As we wound down the East 9th hill, I watched the shadows bouncing over my shoulder to see if my dad was catching up. I knew that if he caught me before the West 3rd hill there was no way I’d beat him.

Let’s just say Thursday was not a good day for hill-climbing.

Now, in most races, I don’t wimp it up the hills. I push it. Hard. In fact, when Neil booted his 5K PR to the curb (he cut 2:13 from his Holy Cross 5K to run a 23:07 Pigskin 5K) last weekend, I stood in the middle of the West 3rd hill, rooting people up the steep and scoffing quietly at anyone who wussed and walked.

I didn’t walk at all. But, geez, did I dream of it.

The course turned onto Lakeside, and I could see the red clock ticking at the finish. My final kick was still at home in bed, so I only picked it up a touch to finish in 39:10—2:00+ slower than my goal, 1:30 behind Malachi, my first ever non-PR race. Boo hoo. It was bound to happen sooner or later.

Little did I know my dad was nipping at my heels! He hated the final hill just as much as I did, but ran an impressively even-paced race (I think he literally ran five 7:54 miles)! I turned around and watched as he crossed 22 seconds behind me in 39:22.

Before the race, the three of us agreed to meet at the finish. My dad and I pulled off to the side to watch for Neil. As 42 and then 43:00 came and went, I looked with hope for Neil. It was his first 5-miler, and I had my fingers hard-crossed that he’d meet his goal.

Forty-four minutes… 45… 46… 47. Where was he?

We walked to the water, bananas and granola to see if he was grabbing food: nothing. I watched the seconds tick by and told my dad at 50 I would run back through the course to make sure Neil was OK. He’d just run 7:36 pace in a 5K. I knew he could beat 10/mile in five miles. What was up?

Worried he was hurt, I started looking for an open spot toward the sidewalk to start running back through the course when I saw… Neil!

He had been standing about 20 feet from us the whole time!

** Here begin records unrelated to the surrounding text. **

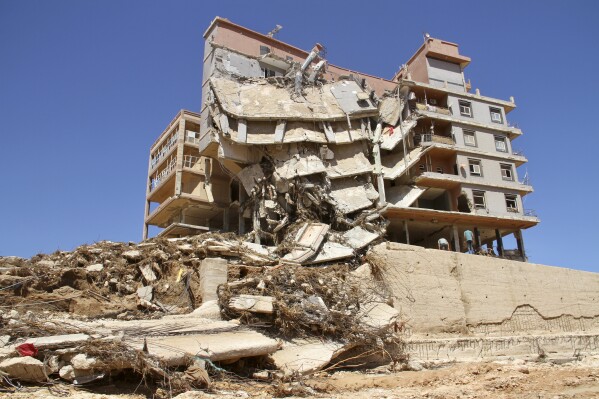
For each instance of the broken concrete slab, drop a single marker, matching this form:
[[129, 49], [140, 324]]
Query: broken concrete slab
[[252, 303], [213, 272], [24, 368], [230, 345], [332, 251], [249, 176], [358, 237], [208, 310], [305, 356], [57, 341], [98, 267]]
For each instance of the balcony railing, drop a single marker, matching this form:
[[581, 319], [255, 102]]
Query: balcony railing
[[189, 161], [160, 177], [427, 138]]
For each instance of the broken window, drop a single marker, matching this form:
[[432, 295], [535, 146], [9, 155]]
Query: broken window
[[496, 115], [479, 199], [475, 167], [264, 50], [506, 172], [470, 138], [465, 108], [500, 144], [268, 73], [511, 202]]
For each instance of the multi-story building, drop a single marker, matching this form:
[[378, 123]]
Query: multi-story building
[[438, 162]]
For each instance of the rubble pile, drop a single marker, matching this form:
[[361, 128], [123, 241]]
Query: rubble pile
[[180, 312]]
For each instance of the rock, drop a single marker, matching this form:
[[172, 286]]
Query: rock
[[145, 293], [98, 267], [46, 263], [252, 303], [82, 362], [208, 310], [67, 373], [4, 339], [24, 368], [415, 365], [148, 273], [305, 356], [132, 256]]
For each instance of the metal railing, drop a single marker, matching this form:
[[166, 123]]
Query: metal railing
[[189, 161], [160, 177]]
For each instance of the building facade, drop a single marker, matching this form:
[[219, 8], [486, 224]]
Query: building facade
[[278, 123]]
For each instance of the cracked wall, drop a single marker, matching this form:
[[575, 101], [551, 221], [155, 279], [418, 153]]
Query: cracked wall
[[441, 292]]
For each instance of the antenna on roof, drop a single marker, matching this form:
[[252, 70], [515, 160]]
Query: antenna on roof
[[274, 31]]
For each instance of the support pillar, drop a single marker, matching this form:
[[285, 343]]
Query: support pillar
[[242, 197], [456, 238], [520, 243], [226, 215], [477, 243], [499, 243]]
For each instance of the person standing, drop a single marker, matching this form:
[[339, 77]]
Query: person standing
[[468, 236]]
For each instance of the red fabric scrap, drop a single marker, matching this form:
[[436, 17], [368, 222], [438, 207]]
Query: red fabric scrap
[[27, 350]]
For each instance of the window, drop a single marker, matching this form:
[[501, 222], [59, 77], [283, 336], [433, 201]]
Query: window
[[465, 108], [496, 115], [475, 167], [479, 199], [500, 144], [470, 138], [264, 50], [268, 73], [511, 202], [506, 172]]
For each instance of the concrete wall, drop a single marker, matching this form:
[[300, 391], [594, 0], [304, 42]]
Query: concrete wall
[[447, 292], [440, 72]]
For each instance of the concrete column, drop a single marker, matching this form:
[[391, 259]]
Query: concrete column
[[242, 198], [477, 243], [520, 243], [499, 242], [226, 215], [456, 238], [256, 223], [213, 272]]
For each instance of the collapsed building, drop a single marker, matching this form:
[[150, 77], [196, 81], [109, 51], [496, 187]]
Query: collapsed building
[[284, 137]]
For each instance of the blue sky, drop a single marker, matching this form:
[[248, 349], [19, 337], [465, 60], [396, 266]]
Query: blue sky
[[86, 87]]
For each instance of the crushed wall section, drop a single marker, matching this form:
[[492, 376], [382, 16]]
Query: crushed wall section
[[442, 292]]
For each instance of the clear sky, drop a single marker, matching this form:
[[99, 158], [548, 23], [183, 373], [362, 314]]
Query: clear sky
[[87, 86]]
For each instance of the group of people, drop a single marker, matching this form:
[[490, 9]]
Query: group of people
[[468, 236]]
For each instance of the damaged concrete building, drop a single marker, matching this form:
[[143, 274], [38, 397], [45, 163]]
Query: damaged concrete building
[[285, 138]]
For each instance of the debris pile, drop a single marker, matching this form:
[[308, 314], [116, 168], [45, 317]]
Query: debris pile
[[180, 312]]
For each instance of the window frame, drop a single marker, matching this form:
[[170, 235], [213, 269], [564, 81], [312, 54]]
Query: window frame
[[469, 133], [479, 194], [493, 110], [500, 139], [475, 162], [508, 167], [514, 198], [466, 105]]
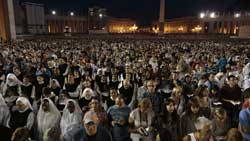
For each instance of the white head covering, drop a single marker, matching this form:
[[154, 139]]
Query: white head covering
[[46, 120], [4, 112], [246, 69], [71, 120], [84, 93], [26, 102], [14, 80], [2, 101]]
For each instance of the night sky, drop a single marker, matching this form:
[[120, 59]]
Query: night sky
[[146, 11]]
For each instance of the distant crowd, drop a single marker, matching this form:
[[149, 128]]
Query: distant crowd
[[125, 89]]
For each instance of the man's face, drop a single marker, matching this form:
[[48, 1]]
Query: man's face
[[151, 87], [113, 93], [232, 82], [119, 101], [20, 106], [91, 128], [71, 107]]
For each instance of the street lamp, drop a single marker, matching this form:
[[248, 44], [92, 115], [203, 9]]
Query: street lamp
[[212, 15], [53, 12], [202, 15], [100, 15], [237, 15]]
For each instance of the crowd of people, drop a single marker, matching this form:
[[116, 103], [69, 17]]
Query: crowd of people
[[122, 89]]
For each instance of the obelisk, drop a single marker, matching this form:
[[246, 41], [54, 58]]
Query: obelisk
[[162, 17]]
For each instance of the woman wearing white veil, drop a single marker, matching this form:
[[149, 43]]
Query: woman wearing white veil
[[86, 97], [12, 82], [72, 116], [23, 116], [48, 116], [4, 112]]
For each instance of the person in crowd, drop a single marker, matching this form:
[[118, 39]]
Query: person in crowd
[[155, 97], [118, 115], [220, 124], [12, 84], [27, 88], [231, 99], [168, 121], [190, 117], [91, 130], [140, 120], [48, 116], [22, 115], [4, 112], [71, 117], [21, 134], [96, 107], [86, 97], [112, 97]]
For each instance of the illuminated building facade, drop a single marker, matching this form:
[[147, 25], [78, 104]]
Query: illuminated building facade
[[222, 23], [62, 24], [180, 25], [121, 25]]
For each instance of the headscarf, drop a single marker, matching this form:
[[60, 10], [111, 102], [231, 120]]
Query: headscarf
[[2, 101], [84, 94], [57, 83], [14, 80], [4, 112], [46, 120], [26, 102], [71, 120]]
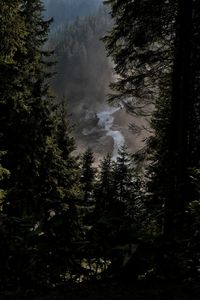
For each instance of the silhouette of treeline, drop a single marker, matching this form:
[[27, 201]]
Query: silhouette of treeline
[[83, 70], [62, 220], [67, 10]]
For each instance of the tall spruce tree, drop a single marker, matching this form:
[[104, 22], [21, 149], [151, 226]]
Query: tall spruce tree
[[158, 46], [38, 204]]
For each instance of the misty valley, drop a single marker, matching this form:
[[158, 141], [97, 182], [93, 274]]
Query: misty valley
[[100, 149]]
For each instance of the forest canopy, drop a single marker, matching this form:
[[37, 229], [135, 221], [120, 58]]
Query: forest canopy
[[134, 218]]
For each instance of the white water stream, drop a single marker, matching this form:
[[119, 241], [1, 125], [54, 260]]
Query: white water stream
[[106, 120]]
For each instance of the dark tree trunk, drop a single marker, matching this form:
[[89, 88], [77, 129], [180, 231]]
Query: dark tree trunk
[[181, 106]]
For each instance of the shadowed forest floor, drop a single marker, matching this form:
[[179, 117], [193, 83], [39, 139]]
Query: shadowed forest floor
[[116, 291]]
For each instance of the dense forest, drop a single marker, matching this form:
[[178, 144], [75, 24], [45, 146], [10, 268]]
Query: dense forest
[[66, 223], [67, 10]]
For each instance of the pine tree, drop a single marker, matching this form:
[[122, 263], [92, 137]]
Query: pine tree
[[39, 203]]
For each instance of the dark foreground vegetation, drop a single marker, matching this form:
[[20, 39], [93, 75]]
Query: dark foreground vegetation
[[128, 228]]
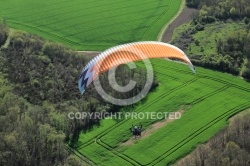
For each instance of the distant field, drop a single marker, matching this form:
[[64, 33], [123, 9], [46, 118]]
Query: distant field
[[208, 98], [90, 24], [207, 38]]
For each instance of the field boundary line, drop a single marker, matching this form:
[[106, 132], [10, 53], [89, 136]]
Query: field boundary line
[[165, 27], [229, 113], [80, 156]]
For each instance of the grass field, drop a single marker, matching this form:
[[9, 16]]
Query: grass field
[[90, 24], [210, 98]]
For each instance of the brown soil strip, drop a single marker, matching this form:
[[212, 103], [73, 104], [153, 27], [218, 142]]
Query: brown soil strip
[[186, 15]]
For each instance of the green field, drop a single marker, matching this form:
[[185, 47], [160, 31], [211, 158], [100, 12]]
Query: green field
[[90, 24], [209, 99]]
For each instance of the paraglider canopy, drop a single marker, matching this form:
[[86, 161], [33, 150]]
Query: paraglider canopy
[[125, 53]]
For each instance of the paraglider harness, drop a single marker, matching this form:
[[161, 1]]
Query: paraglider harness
[[136, 130]]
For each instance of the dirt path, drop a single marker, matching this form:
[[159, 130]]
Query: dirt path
[[150, 130], [185, 16]]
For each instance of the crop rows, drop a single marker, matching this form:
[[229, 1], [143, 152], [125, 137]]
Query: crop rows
[[162, 96]]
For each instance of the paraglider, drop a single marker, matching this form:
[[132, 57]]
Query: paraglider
[[126, 53]]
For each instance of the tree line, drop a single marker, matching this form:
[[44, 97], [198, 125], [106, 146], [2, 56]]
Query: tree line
[[233, 53]]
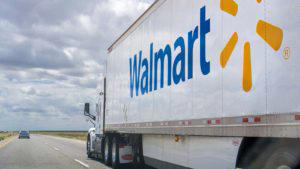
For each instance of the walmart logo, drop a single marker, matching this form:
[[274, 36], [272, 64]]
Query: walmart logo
[[147, 74], [270, 33]]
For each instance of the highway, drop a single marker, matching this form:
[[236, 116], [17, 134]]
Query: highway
[[46, 152]]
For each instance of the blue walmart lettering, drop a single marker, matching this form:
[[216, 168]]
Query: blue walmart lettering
[[143, 81]]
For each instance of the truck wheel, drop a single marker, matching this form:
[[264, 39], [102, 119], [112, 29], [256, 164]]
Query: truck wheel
[[283, 158], [138, 158], [107, 151], [88, 147], [115, 158]]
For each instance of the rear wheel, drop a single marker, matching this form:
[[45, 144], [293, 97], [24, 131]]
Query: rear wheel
[[138, 158], [283, 158], [115, 153], [278, 154], [107, 151]]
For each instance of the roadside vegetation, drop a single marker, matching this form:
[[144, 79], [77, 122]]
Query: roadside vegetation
[[78, 135], [4, 135]]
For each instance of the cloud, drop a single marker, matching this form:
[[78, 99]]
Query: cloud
[[52, 56]]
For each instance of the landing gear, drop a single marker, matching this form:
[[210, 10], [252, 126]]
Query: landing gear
[[115, 153], [107, 150], [88, 147]]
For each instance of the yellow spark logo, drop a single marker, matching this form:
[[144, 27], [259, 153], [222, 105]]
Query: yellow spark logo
[[270, 33]]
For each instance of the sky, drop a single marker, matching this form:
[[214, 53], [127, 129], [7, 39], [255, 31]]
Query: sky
[[52, 57]]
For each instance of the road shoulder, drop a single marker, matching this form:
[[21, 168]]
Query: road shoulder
[[7, 141]]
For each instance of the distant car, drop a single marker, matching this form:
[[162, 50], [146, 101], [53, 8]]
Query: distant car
[[24, 134]]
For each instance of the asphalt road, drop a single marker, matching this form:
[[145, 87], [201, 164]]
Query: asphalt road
[[46, 152]]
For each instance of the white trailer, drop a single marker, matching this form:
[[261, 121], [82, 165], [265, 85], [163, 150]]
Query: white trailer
[[203, 84]]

Neil finished his first 5-miler in an inspiring 40:24 (8:05 pace… I’m so jealous). I had no doubt he could run a fast one, but wow.

So, while I trotted like a stuffed turkey, this year’s Thanksgiving race was totally worthwhile just to see these awesome guys run great races. And commiserate about that damned hill… and all the extra Thanksgiving treats we deserved.